We summarize briefly the evidence on this count: During the evening of September 3, 1979, Dunkin and Ms. Ramirez were near a radio tower in the Lincoln Heights area of Los Angeles. An individual, identified by Ms. Ramirez as appellant, came “waving a knife” 12 to 14 inches long and said, “Let me have your wallet.” Dunkin replied that he had no money because they had just come back from a show, so “he threw back my wallet inside the car, you know.” He took nothing from the wallet; there had been no money in it. Then he demanded that Dunkin give him the keys to the car; Dunkin complied.
Ms. Ramirez followed appellant's directions to leave the car but she did not wish to go with him and when appellant attempted to go and get her Dunkin took out his own knife and said, “Let's go for it.” Ms. Ramirez grabbed the blade of appellant's knife (as well as the blade of Dunkin's knife), Dunkin stabbed appellant in the left side and appellant ran away. Dunkin never recovered the keys to his car.
The proceedings regarding jury instructions were not reported and no “refused” instructions appear in the clerk's transcript.
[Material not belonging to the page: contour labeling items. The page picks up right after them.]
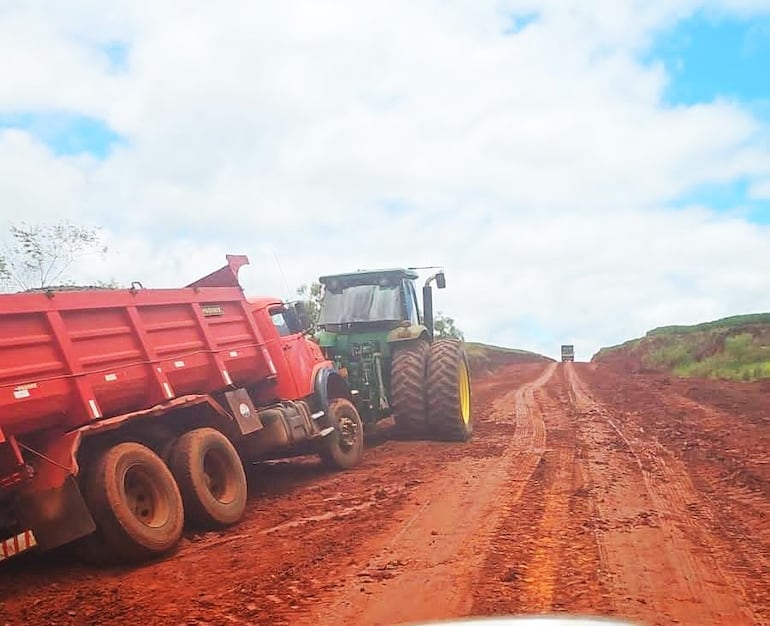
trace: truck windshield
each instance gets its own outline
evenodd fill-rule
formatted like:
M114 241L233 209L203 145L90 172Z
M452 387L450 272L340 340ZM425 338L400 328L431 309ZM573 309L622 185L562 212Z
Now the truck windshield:
M353 285L340 292L327 290L321 302L318 323L399 321L401 296L397 285Z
Nevertheless, it appears from the proceedings prior to sentencing that appellant's counsel requested an instruction on attempted robbery as a lesser included offense of that charged in count 9. The theory of that instruction, evidently, was that “nothing was taken except the car keys, the car was left there. [¶] ․ [T]here was no intent to steal the car and the keys would be useless ․ for any other purpose. [¶] The reasonable interpretation of the evidence would be the keys were taken so the car couldn't be driven away by the victims and therefore it wouldn't be a robbery but at best an attempted robbery.”
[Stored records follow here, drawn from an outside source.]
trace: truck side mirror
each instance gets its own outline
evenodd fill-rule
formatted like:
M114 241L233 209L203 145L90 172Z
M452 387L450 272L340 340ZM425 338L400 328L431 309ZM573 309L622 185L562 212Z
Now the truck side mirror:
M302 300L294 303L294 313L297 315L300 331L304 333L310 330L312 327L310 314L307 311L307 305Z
If the theory of robbery had to depend upon the taking of Dunkin's money or of his car, appellant might be on sounder ground. Dunkin's wallet contained no money; the wallet was returned. The car itself was not taken; only its key, which was not returned.
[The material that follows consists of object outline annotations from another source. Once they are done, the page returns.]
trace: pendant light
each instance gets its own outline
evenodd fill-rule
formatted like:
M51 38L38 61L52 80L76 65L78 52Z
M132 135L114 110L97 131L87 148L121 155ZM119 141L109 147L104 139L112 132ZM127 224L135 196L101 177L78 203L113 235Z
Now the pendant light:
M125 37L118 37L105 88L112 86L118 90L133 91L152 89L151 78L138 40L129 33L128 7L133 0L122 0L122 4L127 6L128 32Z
However, appellant neglects the significance of the taking of the wallet and the key. The taking of either of these items, accompanied by the necessary intent, was robbery. “Judicial notice may be taken ․ that an item of personal property has some value. The amount is immaterial․” (People v. Simmons (1946) 28 Cal.2d 699, 705, 172 P.2d 18 (package of cigarettes).)
As to the returned wallet, People v. Hall (1967) 253 Cal.App.2d 1051, 1054–1055, 61 Cal.Rptr. 676, is expressly in point. There the court held that the return or abandonment of an empty wallet did not absolve the defendant “of any element essential to support his conviction of robbery.” To the same effect, see People v. Carroll (1970) 1 Cal.3d 581, 584, 83 Cal.Rptr. 176, 463 P.2d 400: “․ [T]he taking of Gulsvig's wallet constituted a robbery even though defendant discarded it as soon as he discovered it was empty. It may reasonably be inferred that at the time defendant demanded and received the wallet it was his intention to deprive the owner of it permanently.”
Since there was no substantial evidence which might tend to prove attempted robbery rather than robbery as charged, appellant was either the person identified by Ms. Ramirez and guilty of robbery, or was not the perpetrator and was guilty of no offense at all. It was not error to refuse the instruction. (See People v. Flannel (1979) 25 Cal.3d 668, 684–686, 160 Cal.Rptr. 84, 603 P.2d 1.)
The last point raised by appellant is the troublesome Harvey enhancement issue: In calculating the “subordinate terms” of imprisonment under Penal Code section 1170.1(a),3 was it proper for the trial court to utilize, in addition to one-third of the middle term of imprisonment, one-third of “enhancements imposed pursuant to Section 12022, 12022.5 or 12022.7”?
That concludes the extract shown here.